Automatic installation
The recommended installation is through bioconda and requires conda, which can be easily and locally obtained by installing one of the two most common freely available distributions: anaconda or miniconda. Please make sure to have executed the required channel setup for bioconda. Thus, the following one-time one-line command is sufficient to fully install DeCiFer within a virtual conda environment called decifer:
conda create -n decifer decifer -y -c bioconda
After such one-time installation, DeCiFer can be executed in every new session after activating the decifer environment as follows:
conda activate decifer
Manual installation
DeCiFer can also be installed in a conda environment directly from this repo. Thus, the following one-time commands are sufficient to fully install DeCiFer within a virtual conda environment called decifer from this Git repo:
git clone https://github.com/raphael-group/decifer.git && cd decifer/
conda create -c anaconda -c conda-forge -n decifer python=2.7 numpy scipy matplotlib-base pandas seaborn -y
pip install .
Custom installation
DeCiFer can be installed with pip by the command pip install . in any Python2.7 environment with the following packages or compatible versions:
| Package | Tested version | Comments | |---------|----------------|----------| | numpy | 1.16.1 | Efficient scientific computations | | scipy | 1.2.1 | Efficient mathematical functions and methods | | pandas | 0.20.1 | Dataframe management | | matplotlib | 2.0.2 | Basic plotting utilities | | seaborn | 0.7.1 | Advanced plotting utilities |
Installation of C++ component
DeCiFer includes C++ code to enumerate state/genotype trees. The dependencies for this code are as follows.

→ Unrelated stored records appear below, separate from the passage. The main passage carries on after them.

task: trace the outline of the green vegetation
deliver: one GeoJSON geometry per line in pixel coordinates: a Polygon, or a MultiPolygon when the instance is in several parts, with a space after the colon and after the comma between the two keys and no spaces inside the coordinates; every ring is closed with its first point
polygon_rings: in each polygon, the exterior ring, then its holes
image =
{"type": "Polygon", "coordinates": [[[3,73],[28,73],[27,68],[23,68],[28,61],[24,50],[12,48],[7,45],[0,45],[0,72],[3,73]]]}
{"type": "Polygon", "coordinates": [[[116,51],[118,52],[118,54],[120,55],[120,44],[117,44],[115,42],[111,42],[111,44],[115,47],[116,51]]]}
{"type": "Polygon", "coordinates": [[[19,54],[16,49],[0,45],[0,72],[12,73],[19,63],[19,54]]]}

| Package | Tested version | Comments | |---------|----------------|----------| | cmake | >= 2.8 | Build environment | | lemon | 1.3.1 | C++ graph library | | boost | >= 1.69.0 | C++ library for scientific computing |
To build this code, enter the following commands from the root of the repository:
mkdir build
cd build
# OPTIONAL: specify lemon and/or Boost paths if not detected automatically.

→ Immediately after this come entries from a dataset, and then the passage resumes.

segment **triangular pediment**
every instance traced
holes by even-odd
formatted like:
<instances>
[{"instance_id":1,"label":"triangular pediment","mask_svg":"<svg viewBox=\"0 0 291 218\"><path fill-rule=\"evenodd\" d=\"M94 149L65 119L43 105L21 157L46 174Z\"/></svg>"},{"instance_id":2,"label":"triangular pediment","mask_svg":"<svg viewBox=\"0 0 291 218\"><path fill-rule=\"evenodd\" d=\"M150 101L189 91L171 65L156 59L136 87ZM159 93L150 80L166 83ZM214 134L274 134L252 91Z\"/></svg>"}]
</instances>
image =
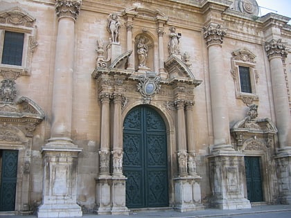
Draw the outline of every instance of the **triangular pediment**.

cmake ../src/decifer/cpp/ -LIBLEMON_ROOT=/usr/local/ -DBOOST_ROOT=/scratch/software/boost_1_69_0/
make
<a name="usage"></a>
Usage
DeCiFer can be executed using the command decifer, whose manual describes the available parameters and argument options. See more details below.
- Required input data
- Optional input data
- Output
- System requirements
- Demos
- Reccomendations and quality control
<a name="requireddata"></a>
Required input data
DeCiFer requires two input data:
- Input mutations with nucleotide counts and related copy numbers in a tab-separated file (TSV) with three header lines ((1) The first specifies the number of mutations; (2) The second specifies the number of samples; and (3) The third is equal to:
#sample_index sample_label character_index character_label ref var) and where every other row has the following values for every mutation in every sample:
| Name | Description | Mandatory |
|------|-------------|-----------|
| Sample index | a unique number identifying the sample | Yes |
| Sample label | a unique name for the sample | Yes |
| Mutation index | a unique number identifying the mutation | Yes |
| Mutation label | a unique name identifying the mutation | Yes |
| REF | Number of reads with reference allele for the mutation | Yes |
| ALT | Number of reads with alternate allele for the mutation | Yes |
| Copy numbers and proportions | Tab-separated A B U where A,B are the inferred allele-specific copy numbers for the segment harboring the mutation and U is the corresponding proportion of cells (normal and tumour) with those copy numbers. Groups of cells/clones with the same allele-specific copy numbers must be combined into a single proportion. | Yes |
| Additional copy numbers | An arbitrary number of fields with the same format as of Copy numbers and proportions describing the proportions of cells with different copy numbers. Note that all proportions should always sum up to 1. | No |
- Input tumour purity in a two-column tab-separated file where every row
SAMPLE-INDEX TUMOUR-PURITYdefines the tumour purityTUMOUR-PURITYof a sample with indexSAMPLE-INDEX.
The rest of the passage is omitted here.